Turns out that wasn't true. I implemented my idea for a fix at https://github.com/maleadt/StaticCartesian.jl, essentially, this not only puts the CartesianIndices iterator in the type domain (exposing the constant divisors to LLVM), but also implements the bit twiddling optimizations I was talking about in Julia. This results in getindex on an iterator only performing simple bit operations, no divisions. Since my experiment yesterday showed that avoiding this getindex (but still using Cartesian indices) was fast, I assumed that this would fix the problem. Alas, performance only improved by 2x, from 10GB/s to 20GB/s, while the hand-written kernel gets to 180GB/s.

In an attempt to improve this, I used the AIR intrinsic for mulhi:

mulhi(x::Int32, y::Int32) = ccall("extern air.mul_hi.s.i32", llvmcall, Int32, (Int32, Int32), x, y)
mulhi(x::UInt32, y::UInt32) = ccall("extern air.mul_hi.u.i32", llvmcall, UInt32, (UInt32, UInt32), x, y)
mulhi(x::Int64, y::Int64) = ccall("extern air.mul_hi.s.i64", llvmcall, Int64, (Int64, Int64), x, y)
mulhi(x::UInt64, y::UInt64) = ccall("extern air.mul_hi.u.i64", llvmcall, UInt64, (UInt64, UInt64), x, y)
@device_override StaticCartesian.mulhi(x::T, y::T) where T <: Union{Int32,UInt32,Int64,UInt64} = mulhi(x, y)

That only brought performance to 30GB/s, still way to low.

Disappointingly, going back and "just" putting the original CartesianIndices iterator in the type domain (thus emitting div instructions by constant divisors) also puts us at around 25GB/s.
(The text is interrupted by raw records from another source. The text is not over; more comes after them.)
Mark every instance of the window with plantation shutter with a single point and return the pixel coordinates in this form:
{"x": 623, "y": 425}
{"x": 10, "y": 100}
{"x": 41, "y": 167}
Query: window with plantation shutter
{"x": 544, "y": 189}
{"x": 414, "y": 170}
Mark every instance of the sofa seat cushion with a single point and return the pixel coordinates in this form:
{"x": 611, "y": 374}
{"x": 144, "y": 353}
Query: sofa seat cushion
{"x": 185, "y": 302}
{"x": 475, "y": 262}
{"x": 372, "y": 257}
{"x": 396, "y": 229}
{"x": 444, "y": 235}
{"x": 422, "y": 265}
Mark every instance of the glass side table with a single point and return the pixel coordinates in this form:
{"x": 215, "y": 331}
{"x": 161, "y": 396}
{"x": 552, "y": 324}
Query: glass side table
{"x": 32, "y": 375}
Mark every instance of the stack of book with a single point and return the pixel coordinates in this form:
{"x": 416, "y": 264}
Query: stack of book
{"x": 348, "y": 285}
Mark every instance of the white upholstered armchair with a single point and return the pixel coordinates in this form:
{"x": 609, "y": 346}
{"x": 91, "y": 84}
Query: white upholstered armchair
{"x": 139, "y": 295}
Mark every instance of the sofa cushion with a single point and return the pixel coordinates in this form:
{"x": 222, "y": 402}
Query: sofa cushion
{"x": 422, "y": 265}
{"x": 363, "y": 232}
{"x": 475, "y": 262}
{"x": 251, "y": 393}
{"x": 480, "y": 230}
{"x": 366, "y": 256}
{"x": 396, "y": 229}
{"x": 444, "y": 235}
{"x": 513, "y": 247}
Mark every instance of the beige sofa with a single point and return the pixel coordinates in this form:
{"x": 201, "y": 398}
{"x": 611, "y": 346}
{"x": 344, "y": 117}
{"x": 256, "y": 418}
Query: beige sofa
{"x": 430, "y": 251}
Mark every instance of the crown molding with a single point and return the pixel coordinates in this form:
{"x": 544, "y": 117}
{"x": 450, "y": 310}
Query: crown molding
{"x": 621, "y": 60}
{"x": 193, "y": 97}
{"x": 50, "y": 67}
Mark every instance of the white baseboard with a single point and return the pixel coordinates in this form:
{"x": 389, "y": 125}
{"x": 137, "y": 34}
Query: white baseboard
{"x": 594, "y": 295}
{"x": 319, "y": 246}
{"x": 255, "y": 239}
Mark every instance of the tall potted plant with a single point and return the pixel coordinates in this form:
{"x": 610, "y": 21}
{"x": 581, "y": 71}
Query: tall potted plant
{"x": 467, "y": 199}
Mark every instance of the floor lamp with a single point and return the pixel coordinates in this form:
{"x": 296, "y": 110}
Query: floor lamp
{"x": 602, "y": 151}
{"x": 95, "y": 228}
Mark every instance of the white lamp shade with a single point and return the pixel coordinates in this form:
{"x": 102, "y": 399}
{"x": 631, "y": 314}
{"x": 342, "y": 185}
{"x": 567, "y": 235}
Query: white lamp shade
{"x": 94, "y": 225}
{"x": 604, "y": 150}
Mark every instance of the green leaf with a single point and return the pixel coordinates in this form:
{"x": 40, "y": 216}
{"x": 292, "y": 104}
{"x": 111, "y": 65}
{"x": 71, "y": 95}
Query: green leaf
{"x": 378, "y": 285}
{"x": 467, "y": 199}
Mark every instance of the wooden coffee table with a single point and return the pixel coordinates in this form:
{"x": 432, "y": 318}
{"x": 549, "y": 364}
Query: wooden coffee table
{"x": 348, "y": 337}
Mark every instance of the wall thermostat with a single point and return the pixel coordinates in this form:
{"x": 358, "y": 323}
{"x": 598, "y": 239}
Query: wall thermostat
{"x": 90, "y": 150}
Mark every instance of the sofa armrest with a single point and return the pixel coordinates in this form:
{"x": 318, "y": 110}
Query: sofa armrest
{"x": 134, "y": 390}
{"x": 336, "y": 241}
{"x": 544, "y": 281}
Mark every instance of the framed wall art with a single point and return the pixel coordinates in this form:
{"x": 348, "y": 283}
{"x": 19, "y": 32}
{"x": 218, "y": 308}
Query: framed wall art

So maybe Apple's back-end compiler is already doing the division-by-constant to bit twiddling optimization (LLVM definitely isn't)?

However, in trying all this, I noticed something very weird: removing the @inbounds from the CartesianIndices getindex makes the broadcast kernel run at 120GB/s (again, out of aorund 175)... I'm not sure how to explain this. Maybe the checkbounds branches provide some additional static information that the back-end can use? Quickly trying to add that info through LLVM.Interop.assume didn't help.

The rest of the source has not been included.